Systemic Therapy for Pediatric Atopic Dermatitis: A Growing Case for Early Intervention

Christopher Bunick, MD, PhD

For decades, the treatment of moderate to severe atopic dermatitis (AD) in children has been dominated by topical therapies and short bursts of systemic corticosteroids, often prescribed reluctantly due to the well-known adverse effects of steroids. The burden of uncontrolled pediatric AD, however, extends far beyond the skin. Dermatologists now recognize AD as a systemic inflammatory disease with implications that span physical growth, mental health, immune development, and future allergic disease risk. In children aged 6 months to 11 years, this burden is especially consequential. Untreated AD impacts sleep, growth, learning, and quality of life during critical developmental years.

Dupilumab (Dupixent; Sanofi and Regeneron), the first and only FDA-approved systemic treatment for children as young as 6 months with moderate to severe AD, represents a transformative advance in care. Although other systemic agents such as cyclosporine, methotrexate, and corticosteroids have long been used off-label, they carry risks that make them unsuitable for chronic use in this age group, as well as adults.¹ Clinical trials on young children are underway for additional agents, including JAK inhibitors such as upadacitinib (Rinvoq; AbbVie; approved in individuals 12 years and older), and biologics including lebrikizumab (Ebglyss; Eli Lilly and Company) and tralokinumab (Adbry; LEO Pharma), but dupilumab currently stands alone as the only approved long-term systemic option in young children (aged 6 months to 11 years).

This distinction is important, not because dupilumab’s benefits are unique, but because right now, it is uniquely accessible and critical for improving the health of children with AD.

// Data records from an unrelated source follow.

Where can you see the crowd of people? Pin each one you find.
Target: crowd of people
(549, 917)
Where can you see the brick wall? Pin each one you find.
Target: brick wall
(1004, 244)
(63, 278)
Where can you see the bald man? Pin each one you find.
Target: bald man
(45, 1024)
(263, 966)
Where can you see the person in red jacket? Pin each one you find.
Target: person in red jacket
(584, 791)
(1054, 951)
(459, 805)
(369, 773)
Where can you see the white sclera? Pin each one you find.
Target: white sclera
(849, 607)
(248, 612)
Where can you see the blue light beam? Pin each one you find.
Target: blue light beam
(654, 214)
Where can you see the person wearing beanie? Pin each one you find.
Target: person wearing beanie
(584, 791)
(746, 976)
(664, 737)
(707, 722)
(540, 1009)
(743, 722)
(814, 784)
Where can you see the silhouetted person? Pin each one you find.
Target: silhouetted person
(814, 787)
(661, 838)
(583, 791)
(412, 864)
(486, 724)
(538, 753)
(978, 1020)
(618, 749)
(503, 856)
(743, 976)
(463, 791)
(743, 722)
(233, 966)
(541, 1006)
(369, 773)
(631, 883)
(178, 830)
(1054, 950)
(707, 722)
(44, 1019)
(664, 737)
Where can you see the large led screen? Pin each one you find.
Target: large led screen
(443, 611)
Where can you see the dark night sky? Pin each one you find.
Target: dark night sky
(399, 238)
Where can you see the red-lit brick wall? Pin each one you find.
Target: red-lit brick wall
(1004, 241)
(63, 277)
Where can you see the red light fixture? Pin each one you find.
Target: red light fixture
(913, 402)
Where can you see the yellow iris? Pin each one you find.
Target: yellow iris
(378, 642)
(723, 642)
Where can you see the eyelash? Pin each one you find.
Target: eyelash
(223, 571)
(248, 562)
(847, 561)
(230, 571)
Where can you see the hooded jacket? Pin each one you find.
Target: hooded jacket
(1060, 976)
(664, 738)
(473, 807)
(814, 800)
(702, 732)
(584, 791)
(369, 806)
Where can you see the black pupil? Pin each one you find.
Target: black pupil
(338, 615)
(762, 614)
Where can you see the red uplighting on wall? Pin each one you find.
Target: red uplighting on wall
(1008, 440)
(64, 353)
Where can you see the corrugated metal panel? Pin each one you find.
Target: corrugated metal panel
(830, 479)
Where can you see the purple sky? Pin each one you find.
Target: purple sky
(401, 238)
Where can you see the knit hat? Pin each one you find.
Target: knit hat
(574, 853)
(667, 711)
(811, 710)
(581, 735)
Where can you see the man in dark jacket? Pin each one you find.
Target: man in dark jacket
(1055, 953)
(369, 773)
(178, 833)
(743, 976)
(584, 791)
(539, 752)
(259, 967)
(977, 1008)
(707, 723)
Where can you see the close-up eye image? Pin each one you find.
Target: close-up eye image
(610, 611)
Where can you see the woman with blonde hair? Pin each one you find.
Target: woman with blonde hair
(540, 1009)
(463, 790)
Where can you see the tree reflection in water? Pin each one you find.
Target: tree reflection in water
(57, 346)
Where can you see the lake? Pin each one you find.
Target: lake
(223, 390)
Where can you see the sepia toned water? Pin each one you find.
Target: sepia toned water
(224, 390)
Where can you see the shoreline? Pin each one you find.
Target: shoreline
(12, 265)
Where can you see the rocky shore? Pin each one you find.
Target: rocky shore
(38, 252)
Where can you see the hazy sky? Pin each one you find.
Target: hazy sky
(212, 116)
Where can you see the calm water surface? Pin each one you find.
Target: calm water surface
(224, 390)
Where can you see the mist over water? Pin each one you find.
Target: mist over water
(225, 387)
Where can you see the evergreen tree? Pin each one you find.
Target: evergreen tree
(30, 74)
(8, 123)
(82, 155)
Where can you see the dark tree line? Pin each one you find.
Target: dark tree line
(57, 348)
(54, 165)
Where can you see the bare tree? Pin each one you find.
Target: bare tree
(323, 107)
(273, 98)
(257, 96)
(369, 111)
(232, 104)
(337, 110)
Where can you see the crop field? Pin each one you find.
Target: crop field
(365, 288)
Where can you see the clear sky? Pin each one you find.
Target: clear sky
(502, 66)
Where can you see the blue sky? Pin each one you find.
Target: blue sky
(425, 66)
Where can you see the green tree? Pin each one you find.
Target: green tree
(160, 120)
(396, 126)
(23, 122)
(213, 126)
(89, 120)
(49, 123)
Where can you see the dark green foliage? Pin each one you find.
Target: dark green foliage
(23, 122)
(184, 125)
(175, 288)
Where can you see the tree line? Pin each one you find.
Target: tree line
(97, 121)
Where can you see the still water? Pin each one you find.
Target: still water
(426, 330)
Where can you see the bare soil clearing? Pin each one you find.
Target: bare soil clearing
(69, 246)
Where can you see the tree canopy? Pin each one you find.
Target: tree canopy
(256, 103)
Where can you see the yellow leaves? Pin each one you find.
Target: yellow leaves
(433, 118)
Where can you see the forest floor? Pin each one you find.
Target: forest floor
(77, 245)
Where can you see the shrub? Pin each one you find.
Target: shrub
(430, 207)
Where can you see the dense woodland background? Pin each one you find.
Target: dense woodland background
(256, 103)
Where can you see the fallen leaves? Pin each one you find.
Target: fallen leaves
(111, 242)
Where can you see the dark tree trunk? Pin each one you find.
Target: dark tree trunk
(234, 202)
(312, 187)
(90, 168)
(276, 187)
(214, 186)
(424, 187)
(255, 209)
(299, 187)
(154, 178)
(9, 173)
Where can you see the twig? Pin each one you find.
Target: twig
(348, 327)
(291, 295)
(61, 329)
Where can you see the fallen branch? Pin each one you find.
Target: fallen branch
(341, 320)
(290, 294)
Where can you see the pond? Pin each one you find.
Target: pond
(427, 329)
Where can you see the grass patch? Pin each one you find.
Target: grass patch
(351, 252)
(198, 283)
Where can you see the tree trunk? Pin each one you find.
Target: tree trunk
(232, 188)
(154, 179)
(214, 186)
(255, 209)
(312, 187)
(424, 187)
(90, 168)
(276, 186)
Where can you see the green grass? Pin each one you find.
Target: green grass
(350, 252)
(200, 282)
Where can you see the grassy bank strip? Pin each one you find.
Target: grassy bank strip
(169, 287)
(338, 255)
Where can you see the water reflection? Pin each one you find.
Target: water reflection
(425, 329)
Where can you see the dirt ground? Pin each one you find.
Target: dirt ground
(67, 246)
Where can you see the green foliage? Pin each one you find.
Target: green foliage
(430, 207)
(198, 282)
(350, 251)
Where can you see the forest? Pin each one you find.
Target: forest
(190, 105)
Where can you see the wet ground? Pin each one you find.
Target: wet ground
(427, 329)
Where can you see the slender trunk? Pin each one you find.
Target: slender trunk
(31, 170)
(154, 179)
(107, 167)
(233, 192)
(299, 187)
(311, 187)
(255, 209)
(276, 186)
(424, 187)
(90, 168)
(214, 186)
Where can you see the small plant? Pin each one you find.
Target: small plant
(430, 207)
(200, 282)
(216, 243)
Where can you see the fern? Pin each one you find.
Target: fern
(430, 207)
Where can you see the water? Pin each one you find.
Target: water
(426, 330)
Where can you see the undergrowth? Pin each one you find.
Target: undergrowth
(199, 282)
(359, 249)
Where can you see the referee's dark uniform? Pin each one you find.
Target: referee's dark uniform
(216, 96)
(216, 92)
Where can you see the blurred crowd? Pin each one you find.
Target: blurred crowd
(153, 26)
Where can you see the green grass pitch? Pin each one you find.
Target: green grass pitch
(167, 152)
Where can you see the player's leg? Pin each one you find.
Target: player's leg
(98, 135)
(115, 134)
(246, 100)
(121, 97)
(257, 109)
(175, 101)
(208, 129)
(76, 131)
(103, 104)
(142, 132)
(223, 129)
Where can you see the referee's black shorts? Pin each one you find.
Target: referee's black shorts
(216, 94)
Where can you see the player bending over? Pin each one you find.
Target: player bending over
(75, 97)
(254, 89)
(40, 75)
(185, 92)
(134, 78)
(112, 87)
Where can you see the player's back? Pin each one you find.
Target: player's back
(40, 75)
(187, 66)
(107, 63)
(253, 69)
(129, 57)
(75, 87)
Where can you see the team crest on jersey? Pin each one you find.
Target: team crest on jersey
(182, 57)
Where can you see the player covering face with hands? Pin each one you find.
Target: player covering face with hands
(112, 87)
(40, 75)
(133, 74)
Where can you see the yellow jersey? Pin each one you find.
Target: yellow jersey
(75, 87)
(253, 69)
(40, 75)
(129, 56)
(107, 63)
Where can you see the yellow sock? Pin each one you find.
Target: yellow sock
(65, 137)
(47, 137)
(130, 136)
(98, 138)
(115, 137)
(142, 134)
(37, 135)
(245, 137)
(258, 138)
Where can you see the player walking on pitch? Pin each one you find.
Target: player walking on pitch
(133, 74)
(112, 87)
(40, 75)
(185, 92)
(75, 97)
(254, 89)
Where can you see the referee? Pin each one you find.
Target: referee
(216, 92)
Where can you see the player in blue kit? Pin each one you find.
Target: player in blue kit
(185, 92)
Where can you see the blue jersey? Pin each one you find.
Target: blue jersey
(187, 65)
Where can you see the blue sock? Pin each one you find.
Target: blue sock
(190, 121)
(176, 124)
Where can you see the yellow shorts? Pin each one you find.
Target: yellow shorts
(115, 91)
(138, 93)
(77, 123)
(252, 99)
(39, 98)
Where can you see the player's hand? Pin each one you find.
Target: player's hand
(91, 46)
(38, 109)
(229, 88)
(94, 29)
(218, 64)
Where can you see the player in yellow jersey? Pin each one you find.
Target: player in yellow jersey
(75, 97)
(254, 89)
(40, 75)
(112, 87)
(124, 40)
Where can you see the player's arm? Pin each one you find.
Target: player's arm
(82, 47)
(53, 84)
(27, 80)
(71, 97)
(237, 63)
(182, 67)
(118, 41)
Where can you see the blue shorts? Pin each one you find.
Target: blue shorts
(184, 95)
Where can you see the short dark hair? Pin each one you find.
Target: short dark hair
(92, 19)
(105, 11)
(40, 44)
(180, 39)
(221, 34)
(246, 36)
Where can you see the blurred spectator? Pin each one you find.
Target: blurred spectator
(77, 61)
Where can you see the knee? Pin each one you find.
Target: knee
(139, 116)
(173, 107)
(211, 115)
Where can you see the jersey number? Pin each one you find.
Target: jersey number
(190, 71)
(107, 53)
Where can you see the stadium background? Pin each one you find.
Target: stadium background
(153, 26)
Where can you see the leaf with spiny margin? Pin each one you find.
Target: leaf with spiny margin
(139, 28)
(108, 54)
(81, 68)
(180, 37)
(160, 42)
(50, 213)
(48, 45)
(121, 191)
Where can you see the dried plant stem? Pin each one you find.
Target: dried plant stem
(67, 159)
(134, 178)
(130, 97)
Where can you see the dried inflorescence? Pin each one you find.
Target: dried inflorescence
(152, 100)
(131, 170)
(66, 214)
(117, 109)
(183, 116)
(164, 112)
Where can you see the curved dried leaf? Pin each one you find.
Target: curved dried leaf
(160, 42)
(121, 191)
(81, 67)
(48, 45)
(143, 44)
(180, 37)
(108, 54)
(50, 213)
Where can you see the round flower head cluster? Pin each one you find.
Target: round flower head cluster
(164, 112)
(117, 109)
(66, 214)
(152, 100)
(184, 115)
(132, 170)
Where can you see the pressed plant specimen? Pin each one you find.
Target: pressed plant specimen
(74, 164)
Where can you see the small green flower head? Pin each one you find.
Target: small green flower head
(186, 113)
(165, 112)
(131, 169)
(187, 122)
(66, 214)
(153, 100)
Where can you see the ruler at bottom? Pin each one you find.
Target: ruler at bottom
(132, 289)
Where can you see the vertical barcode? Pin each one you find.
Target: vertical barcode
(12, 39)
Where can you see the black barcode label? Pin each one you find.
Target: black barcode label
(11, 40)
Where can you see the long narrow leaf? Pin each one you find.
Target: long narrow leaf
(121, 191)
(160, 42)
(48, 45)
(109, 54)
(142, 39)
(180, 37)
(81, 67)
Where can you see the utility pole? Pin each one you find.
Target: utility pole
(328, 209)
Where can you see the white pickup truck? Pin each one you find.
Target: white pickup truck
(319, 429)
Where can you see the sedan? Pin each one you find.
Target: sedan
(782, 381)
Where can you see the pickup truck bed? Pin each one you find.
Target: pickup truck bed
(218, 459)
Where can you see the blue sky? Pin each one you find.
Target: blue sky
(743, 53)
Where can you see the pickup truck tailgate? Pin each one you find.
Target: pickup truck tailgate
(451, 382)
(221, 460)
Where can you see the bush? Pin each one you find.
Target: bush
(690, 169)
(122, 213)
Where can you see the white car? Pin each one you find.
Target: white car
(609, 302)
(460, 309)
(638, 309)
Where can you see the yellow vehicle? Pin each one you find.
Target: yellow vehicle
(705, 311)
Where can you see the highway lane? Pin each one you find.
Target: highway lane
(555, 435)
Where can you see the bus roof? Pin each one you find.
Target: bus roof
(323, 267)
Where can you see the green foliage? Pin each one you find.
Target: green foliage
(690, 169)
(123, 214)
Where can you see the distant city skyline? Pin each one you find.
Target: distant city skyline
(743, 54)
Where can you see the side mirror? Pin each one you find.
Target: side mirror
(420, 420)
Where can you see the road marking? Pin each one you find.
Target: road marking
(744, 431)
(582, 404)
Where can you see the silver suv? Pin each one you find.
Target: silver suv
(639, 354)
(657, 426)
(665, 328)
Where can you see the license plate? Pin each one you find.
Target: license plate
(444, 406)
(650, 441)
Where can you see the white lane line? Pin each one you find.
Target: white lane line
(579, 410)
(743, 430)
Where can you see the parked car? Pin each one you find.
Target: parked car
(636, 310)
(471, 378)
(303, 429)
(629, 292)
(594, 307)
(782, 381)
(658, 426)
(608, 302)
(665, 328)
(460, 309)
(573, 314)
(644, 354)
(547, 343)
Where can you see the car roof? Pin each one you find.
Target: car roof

The Hidden Burden of Pediatric AD

The visible symptoms of AD (erythema, scaling, excoriations, and lichenification) are just the surface. Children with poorly controlled AD experience chronic pruritus, fragmented sleep, school absenteeism, emotional dysregulation, and social withdrawal. Many have persistent inflammation, leading to systemic consequences. Recent data demonstrate that inadequately treated AD is associated with an increased risk of developing psychiatric disorders, attention deficit hyperactivity disorder, sleep disturbances, infections, and other inflammatory conditions.²

Moreover, untreated or poorly controlled AD increases the likelihood of progressing along the so-called atopic march, with children developing food allergies, allergic rhinitis, and asthma. In a recent population-based study, children treated with dupilumab had significantly lower risks of new-onset asthma (HR, 0.60; 0.45-0.81) and allergic rhinitis (HR, 0.69; 0.54-0.88) than those treated with conventional immunosuppressants.3 These effects were most pronounced in younger children, suggesting that early intervention may offer a window of disease modification.³ The dupilumab data show the potential for overall atopy mitigation, and that should strongly mobilize pediatricians and dermatologists to utilize dupilumab early and often in children with AD.

Growth and Bone Health

In pediatric dermatology, growth often takes a back seat to disease control. Emerging evidence suggests that the inflammation, sleep loss, and repeated corticosteroid use associated with AD can impair linear growth and bone mineralization.^4,5 A recent 52-week analysis of children aged 6 years to 11 years with severe AD showed that dupilumab treatment was not associated with any impairment in height velocity. In fact, bone alkaline phosphatase, a marker of bone formation, increased significantly. These data suggest that dupilumab may allow natural growth processes to normalize, including growth stature, vertical height, and bone mineralization.^5,6

By contrast, systemic corticosteroids, which remain in use for acute flares and even as maintenance therapy in some settings, are known to suppress growth and negatively affect bone density. For clinicians weighing the long-term risks and benefits of systemic treatment, this is a pivotal consideration.

Remission Beyond the Injection

One of the most compelling recent findings comes from results of open-label extension studies showing that some children treated with dupilumab achieve therapy-free remission after withdrawal. In other words, early intervention with systemic treatment may reset or reprogram the immune system enough to maintain disease control without continuous dosing. This is a tantalizing prospect in pediatric care.⁷

These findings, however, must be interpreted with caution. The natural history of AD includes periods of spontaneous improvement, and it remains uncertain whether remission in these cases is directly attributable to dupilumab or reflects waning disease activity over time. The absence of a control group in long-term extension studies makes it difficult to fully disentangle treatment effects from the underlying disease trajectory. Additional controlled studies are needed to confirm the durability and causal basis of therapy-free remission.

Access and Approval Lag Behind Science

Despite compelling data, systemic therapies for AD remain underused in children. Many clinicians hesitate to initiate systemic treatment in young patients, waiting for extreme disease progression before acting. This is understandable, but this practice is no longer the standard of care and needs to change for the health of the children. There is a historical reluctance rooted in safety concerns, lack of long-term pediatric data for most agents, and insurance barriers that must be overcome.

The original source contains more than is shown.